第33話 ほ、ホテルデート⁈

 

 駅から電車を乗り継ぎ、冬コミの会場から徒歩5分の場所にあるホテルに到着。

 こりゃまたでっかいホテルだな。


 エレベーターで予約している部屋の階まで行く。

 ガラス張りのエレベーターの中からは隣のお台場を見下ろすことができた。


「2人部屋を2つ取ってあるから。もちろんボクと天野くんは同じ部屋ねっ」


 鈴木が俺の右腕に抱きつく。

 他2人はなぜか冷たい目線でこちらを見ている。


「あ、あまちん、間違いだけは起こさないようにね」

「俺がこいつに欲情すると思うか?」

「……私は思うのだけれど」

「なんでだよ!」

「鈴木さん、ここは平等にジャンケンで決めましょう。

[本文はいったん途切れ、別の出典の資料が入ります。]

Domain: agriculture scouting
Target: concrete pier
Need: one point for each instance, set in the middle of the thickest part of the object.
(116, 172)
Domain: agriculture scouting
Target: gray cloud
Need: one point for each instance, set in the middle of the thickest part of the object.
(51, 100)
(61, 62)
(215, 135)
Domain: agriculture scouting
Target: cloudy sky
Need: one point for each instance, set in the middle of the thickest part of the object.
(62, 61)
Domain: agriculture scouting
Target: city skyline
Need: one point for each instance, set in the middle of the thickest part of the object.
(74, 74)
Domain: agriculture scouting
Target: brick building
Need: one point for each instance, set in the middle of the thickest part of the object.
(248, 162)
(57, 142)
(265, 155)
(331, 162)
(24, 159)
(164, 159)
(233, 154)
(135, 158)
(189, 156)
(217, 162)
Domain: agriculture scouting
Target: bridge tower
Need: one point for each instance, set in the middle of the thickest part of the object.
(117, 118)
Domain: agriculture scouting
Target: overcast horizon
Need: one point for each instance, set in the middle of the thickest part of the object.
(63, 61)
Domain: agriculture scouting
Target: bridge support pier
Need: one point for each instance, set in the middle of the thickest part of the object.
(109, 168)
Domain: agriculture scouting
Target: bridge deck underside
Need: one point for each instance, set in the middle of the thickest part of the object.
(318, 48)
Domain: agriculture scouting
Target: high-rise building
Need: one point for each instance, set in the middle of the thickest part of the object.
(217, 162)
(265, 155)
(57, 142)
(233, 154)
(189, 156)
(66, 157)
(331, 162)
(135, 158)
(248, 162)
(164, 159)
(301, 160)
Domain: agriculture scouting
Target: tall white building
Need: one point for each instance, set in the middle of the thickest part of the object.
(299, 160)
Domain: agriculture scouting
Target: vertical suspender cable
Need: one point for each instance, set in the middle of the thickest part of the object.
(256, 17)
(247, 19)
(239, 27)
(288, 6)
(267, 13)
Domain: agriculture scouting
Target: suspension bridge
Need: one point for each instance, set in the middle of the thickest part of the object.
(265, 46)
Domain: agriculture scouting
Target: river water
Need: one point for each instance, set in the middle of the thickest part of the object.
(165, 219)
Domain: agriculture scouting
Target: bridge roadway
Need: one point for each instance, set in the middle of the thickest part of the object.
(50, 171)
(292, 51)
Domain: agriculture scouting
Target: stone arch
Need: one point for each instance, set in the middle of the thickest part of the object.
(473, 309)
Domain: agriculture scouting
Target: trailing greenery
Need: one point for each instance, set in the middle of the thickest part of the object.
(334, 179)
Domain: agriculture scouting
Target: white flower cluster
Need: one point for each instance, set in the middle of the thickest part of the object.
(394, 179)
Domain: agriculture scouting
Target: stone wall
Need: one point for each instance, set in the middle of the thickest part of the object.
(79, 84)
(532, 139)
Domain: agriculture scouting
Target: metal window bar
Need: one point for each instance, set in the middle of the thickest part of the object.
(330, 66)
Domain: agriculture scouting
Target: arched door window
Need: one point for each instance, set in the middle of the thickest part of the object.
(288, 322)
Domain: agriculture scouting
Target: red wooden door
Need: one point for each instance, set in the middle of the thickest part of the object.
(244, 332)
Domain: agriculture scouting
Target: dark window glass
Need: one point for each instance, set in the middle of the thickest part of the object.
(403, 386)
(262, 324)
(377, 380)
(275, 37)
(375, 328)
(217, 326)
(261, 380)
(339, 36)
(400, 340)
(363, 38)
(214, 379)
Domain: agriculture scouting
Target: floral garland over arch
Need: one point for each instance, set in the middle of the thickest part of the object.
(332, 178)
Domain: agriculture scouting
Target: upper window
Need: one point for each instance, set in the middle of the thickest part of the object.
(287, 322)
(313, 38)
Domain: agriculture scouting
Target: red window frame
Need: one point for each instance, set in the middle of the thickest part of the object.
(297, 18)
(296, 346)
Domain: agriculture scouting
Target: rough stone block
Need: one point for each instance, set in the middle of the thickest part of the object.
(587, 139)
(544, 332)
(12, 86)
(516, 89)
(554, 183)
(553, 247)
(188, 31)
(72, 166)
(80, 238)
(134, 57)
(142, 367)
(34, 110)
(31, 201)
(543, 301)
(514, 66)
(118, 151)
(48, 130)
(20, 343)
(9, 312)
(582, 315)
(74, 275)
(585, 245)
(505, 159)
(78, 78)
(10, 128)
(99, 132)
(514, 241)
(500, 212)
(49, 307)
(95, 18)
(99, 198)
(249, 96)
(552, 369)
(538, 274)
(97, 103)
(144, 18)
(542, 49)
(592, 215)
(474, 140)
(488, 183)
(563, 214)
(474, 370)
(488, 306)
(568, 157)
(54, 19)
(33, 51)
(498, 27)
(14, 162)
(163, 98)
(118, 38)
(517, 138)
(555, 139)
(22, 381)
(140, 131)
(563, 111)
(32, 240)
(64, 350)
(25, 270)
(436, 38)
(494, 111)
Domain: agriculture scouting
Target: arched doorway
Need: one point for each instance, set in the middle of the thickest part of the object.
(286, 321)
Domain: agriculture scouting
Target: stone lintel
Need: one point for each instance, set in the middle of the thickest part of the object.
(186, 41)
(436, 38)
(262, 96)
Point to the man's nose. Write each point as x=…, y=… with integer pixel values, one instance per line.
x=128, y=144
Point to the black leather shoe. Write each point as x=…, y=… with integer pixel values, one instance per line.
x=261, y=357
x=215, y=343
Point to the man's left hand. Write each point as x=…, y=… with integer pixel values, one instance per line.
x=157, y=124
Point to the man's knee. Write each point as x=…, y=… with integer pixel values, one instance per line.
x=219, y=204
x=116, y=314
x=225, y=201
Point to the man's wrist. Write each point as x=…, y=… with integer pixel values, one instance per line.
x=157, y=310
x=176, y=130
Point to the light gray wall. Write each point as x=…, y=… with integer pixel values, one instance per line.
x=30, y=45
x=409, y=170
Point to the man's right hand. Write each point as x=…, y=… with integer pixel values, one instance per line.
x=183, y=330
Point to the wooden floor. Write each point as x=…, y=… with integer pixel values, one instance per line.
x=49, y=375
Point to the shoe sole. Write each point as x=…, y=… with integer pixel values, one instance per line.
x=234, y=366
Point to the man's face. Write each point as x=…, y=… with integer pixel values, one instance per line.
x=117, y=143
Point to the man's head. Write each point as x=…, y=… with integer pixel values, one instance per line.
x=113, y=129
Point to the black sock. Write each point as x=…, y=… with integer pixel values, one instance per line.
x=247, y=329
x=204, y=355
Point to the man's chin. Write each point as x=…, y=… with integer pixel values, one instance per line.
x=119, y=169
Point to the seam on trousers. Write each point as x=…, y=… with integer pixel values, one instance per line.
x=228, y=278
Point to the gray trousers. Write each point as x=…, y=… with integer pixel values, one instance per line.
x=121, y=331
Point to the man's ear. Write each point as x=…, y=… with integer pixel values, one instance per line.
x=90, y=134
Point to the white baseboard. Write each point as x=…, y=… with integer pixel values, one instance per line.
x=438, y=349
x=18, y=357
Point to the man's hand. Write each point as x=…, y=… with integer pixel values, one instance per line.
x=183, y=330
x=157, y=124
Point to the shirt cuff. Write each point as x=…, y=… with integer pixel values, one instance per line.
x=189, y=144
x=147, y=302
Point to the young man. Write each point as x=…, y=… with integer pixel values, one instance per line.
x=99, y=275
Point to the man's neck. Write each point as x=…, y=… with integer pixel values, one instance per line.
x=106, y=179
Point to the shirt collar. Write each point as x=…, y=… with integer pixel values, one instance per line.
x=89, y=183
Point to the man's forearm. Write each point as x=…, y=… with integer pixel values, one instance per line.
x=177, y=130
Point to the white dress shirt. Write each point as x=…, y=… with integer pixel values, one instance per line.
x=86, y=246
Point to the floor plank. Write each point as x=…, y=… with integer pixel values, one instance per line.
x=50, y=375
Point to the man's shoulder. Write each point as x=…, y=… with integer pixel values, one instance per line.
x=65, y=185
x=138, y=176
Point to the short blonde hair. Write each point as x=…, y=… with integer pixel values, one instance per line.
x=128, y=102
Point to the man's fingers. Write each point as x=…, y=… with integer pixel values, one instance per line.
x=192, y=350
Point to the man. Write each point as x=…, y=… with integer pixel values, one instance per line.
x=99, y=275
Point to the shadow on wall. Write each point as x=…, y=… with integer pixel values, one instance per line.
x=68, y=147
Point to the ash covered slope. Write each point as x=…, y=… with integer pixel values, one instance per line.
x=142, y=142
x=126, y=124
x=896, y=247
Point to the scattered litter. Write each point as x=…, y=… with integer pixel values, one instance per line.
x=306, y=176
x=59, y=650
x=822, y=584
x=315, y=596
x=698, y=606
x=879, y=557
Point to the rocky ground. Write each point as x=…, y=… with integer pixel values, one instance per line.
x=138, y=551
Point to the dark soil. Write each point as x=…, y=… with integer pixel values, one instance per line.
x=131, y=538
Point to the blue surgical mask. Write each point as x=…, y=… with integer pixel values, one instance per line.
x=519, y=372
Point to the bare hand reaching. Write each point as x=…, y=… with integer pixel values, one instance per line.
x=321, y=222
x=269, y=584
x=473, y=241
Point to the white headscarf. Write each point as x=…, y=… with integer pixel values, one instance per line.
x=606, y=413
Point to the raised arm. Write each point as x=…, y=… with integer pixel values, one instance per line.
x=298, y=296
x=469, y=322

負けた人が天野くんと同じ部屋で」

「負けた人って……。ちょっと罰ゲームっぽくするなよ」

「罰ゲームに決まってるじゃない。あら天野くん、もしかしてあなたと同じ部屋が、私たちにとってご褒美とでも思ったのかしら?」

「ぐっ……」


 んな理不尽な……。


「じゃあジャンケンで決めよっか。神乃ちゃんも参加する?」

「ば、罰ゲームってことなら? あーしも参加してもいーけど?」

「ちょっと待てって。男の鈴木ならまだしも他2人は色々とまずいって」

「あら、私たち2人だと間違いが起こると言いたいのかしら?」

「ちげーよ! 俺みたいな男と同じ部屋とか、2人は嫌だろ?」


 2人が顔を見合わせる。


「あ、あーしは構わないけど」

「私も構わないわ」

「おかしいだろ! 普通嫌だろーが」

「あまちんこそ、あーしらと一緒の部屋嫌なん?」

「い、嫌とかの問題じゃ」

「あー天野くんは面倒くさいなぁ。今日は修学旅行とか引率の先生がいる訳でもあるまいし」 

「あのな、この旅行の幹事であるお前がちゃんとしてれば」

「さぁじゃけん始めるよー」

「話を聞け!」


「じゃーんけーん」


 ✳︎✳︎


「なんでこんなことに……」


 ベッドに座って頭を抱える俺のテンションとは真逆で、同部屋になった彼女は機嫌良く部屋のカーテンを開けた。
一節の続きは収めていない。